歐陽任佐還是照慣例的坐在廳上,望向遙遠的一方,似乎在思考也像是在等待,沒有任何人敢在這個時候打擾他。
惡龍護衛包括聶昊在內,無奈的坐在位子上陪他,黯歿琊、白雲焰除了臉上多處的掛綵外,一切就和平常一樣的沉默。
「莊主……莊主……」
從遠而近的叫喚從大門外而來,不一會兒見那名守衛站在他們的眼前。
「發生什麼事?」藍琰濯開口問道。
「門口、門口躺了一個女人,她的手上有著『銀龍鏈』……所以……」守衛邊說邊喘氣,還沒有說完,廳上的七個人全不見了。

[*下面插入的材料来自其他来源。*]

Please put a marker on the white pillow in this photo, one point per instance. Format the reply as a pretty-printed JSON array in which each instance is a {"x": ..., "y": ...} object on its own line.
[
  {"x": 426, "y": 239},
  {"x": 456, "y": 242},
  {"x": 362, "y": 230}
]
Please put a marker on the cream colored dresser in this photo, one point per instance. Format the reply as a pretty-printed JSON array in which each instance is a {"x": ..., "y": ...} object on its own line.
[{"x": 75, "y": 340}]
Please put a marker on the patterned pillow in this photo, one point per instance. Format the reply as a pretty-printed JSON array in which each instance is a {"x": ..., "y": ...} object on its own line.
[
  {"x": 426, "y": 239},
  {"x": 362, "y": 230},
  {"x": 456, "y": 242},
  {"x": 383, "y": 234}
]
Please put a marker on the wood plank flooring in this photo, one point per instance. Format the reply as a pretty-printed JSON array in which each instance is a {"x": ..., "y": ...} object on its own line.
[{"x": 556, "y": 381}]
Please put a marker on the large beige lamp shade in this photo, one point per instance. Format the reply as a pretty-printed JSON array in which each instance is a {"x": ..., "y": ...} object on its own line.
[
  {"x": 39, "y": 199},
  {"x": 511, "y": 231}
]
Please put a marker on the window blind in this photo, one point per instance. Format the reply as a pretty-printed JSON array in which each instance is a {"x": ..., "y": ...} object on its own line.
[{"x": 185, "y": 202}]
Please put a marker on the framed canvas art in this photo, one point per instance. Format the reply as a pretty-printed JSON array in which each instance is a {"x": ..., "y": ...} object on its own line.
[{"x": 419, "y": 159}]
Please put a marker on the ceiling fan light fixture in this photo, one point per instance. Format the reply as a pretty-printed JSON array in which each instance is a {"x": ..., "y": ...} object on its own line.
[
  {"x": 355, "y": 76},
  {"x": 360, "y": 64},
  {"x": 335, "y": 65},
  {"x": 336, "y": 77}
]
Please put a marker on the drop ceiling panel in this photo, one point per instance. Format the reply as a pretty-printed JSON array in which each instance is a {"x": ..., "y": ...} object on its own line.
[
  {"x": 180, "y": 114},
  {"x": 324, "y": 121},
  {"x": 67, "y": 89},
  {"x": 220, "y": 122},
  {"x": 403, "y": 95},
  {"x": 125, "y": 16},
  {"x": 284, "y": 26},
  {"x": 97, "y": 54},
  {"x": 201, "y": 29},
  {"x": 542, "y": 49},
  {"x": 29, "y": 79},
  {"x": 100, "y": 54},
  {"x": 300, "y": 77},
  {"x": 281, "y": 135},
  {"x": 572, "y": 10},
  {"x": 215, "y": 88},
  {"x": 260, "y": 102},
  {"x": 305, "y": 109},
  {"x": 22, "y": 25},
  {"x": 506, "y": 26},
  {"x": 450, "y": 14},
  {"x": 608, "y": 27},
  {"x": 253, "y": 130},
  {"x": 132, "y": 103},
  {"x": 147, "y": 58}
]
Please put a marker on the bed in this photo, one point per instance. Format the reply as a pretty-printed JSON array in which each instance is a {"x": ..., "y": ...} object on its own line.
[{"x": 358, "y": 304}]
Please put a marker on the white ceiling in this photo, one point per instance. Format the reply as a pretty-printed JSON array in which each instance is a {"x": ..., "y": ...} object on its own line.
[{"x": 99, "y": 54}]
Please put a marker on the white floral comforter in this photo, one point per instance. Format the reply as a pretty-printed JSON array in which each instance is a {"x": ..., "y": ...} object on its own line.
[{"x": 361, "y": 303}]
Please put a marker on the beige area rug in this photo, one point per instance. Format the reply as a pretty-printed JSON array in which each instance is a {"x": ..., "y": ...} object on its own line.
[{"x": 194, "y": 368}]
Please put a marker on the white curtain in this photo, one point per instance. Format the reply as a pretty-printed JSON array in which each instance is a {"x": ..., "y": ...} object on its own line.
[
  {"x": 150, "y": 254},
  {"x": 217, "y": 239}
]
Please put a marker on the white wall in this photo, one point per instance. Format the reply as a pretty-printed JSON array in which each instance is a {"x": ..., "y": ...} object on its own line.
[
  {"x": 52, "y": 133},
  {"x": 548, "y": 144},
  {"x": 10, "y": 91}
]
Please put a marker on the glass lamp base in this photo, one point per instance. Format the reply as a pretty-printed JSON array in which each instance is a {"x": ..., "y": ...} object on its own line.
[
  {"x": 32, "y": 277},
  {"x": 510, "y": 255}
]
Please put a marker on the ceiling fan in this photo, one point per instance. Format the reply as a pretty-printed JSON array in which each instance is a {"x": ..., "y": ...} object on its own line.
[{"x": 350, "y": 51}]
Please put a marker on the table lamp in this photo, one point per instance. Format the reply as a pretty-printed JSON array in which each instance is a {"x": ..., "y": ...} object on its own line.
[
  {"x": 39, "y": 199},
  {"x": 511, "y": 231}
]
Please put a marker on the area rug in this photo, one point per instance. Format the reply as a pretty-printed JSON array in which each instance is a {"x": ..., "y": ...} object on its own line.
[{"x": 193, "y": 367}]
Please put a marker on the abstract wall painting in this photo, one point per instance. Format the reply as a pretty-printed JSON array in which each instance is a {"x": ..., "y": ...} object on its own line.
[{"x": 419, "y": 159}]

不一會兒,只見歐陽任佐抱著一名女子回到大廳,一時之間大廳上又開始熱鬧起來。
歐陽任佐著急的將懷中的女子抱到他的房裡,輕緩的將她放在床榻上,蒼白的她一度讓他以為上天又無情的奪走他最重要的人兒。
輕柔的為她拂開頰邊的發,刻印在她臉頰上的是一片燒灼過的醜陋,令看過再多大風大浪的惡龍護衛們,也忍不住倒吸口氣,好平緩內心的衝擊。
歐陽任佐除了愣怔外,隨即是一股想致人於死的怒濤,是誰如此大膽,居然將他的寶貝傷害至此。
「大夫……大夫來了!」婢女拉著年老的大夫衝進房裡,嘴裡還不忘的念著。
惡龍護衛退了一段距離讓大夫通過,而年老的大夫低喘了幾聲後,即走向床邊,抓起病患的手把脈。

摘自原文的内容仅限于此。